Вслед за топливными проблемами исчезло с зимы 1917 года мыло. А началась уже эпидемия сыпняка, катила с фронта по всем дорогам. Приходилось стирать постоянно – белой глиной, какой-то лесной травкой «гусиное мыло» или щелоком, который в огромном чугуне наваривался на древесной золе.
Исчезли начисто спички. Чтобы наутро разжечь печи, сберегали в них кучки тлеющего торфа, дабы утром выгрести на загнетку и вздуть огонек. Не стало и керосина. Даже слабенькую пятилинейную лампу нечем было зажечь. По вечерам дети Яковлевых садились учить уроки вокруг большого стола, и напротив каждого стояла своя коптилка – блюдечко с конопляным маслом, в котором чадил скрученный из ваты фитилек. По утрам все девочки вставали с черными косами.
Питались скудно. «Хлеб давали по карточкам, плохой, овсяный. Нам в школе на перемене, правда, выдавали по большому куску ржаного и по конфете. Но было это недолго. Несколько раз маме удавалось выменивать на холсты или вещи в деревне или у знакомых купчих муку и пшено. И пшенный кулеш составлял наш ежедневный обед лет пять-шесть неизменно. Потом мама держала на квартире мальчиков из деревень, и они платили пшеном, картошкой, конопляным маслом. Так скудно жили, но были сыты».

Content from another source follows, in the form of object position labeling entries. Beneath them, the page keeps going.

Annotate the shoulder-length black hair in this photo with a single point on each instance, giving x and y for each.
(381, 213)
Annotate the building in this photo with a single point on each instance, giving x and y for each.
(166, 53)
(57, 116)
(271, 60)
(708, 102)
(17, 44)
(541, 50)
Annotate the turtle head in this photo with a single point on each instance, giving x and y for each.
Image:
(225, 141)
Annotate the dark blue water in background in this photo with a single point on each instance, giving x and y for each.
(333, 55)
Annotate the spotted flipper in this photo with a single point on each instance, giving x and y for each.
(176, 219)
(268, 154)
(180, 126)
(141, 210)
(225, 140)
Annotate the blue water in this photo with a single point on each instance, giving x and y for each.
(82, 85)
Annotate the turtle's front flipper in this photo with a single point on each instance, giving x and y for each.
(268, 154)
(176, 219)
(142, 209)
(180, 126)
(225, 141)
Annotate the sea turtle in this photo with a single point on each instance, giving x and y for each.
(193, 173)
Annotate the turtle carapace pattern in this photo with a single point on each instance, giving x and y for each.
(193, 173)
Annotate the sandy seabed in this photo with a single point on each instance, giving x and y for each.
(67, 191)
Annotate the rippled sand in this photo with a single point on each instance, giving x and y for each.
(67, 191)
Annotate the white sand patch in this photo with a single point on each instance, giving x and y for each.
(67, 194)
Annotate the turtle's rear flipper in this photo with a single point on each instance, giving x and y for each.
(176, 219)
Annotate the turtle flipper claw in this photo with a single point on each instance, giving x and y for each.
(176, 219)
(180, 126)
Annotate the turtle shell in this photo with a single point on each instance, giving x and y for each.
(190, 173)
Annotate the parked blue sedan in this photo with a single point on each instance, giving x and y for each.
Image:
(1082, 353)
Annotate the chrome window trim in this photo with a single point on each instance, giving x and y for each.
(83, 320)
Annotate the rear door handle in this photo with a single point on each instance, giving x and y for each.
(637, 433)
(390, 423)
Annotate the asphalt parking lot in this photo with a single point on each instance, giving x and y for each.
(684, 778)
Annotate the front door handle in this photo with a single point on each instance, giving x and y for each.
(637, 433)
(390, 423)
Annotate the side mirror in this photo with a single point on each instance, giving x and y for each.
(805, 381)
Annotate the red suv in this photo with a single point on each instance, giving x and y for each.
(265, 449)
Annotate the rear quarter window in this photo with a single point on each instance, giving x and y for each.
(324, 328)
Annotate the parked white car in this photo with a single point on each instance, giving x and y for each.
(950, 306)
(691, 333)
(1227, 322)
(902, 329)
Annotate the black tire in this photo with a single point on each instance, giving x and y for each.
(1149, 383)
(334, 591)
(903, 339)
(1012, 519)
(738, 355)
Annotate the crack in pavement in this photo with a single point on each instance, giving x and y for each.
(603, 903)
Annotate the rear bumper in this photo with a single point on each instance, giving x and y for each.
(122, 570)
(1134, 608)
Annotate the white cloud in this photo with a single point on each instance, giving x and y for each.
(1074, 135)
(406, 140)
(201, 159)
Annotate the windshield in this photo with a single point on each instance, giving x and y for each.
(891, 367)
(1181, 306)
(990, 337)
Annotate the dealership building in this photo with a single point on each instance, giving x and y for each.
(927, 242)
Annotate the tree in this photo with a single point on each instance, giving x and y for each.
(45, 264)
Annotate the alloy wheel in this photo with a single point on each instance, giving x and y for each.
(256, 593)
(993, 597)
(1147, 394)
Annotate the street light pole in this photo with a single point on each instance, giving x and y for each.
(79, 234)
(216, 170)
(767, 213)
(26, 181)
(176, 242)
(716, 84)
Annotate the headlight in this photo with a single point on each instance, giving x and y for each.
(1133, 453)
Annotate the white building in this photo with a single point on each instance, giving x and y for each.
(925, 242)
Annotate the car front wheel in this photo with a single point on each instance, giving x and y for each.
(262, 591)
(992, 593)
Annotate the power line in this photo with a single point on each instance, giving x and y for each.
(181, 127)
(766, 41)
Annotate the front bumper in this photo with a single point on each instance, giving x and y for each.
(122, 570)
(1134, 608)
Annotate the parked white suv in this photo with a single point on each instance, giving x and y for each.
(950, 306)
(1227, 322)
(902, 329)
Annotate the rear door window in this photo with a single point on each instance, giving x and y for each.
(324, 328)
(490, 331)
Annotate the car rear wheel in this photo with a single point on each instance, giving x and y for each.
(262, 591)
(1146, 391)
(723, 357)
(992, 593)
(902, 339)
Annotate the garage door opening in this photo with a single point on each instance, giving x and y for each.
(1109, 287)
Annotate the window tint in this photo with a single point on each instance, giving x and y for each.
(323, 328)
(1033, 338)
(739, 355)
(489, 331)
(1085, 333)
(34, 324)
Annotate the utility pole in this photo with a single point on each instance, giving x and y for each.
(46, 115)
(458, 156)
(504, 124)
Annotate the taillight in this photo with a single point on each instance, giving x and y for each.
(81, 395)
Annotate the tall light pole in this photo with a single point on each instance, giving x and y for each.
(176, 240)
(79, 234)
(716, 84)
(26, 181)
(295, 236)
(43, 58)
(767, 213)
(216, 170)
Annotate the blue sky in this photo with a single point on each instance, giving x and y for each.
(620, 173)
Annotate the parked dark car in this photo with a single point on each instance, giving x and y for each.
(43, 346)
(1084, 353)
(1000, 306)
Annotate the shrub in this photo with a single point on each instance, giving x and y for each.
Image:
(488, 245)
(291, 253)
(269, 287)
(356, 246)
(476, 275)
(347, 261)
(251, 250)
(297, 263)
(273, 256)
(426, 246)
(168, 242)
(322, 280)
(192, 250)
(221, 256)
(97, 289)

У священника Иоанна Яковлева было много хлопот и тревог. Помимо бесконечных похорон и отпеваний тифозников, он был занят еще и врачеванием, поскольку в Малоархангельске свирепствовал сыпняк, и умерли многие близкие знакомые, в том числе дети и подростки. В городе везде пахло креозотом – средством против вшей. Батюшка посещал своих заболевших прихожан – крестьян и лечил их домашними средствами.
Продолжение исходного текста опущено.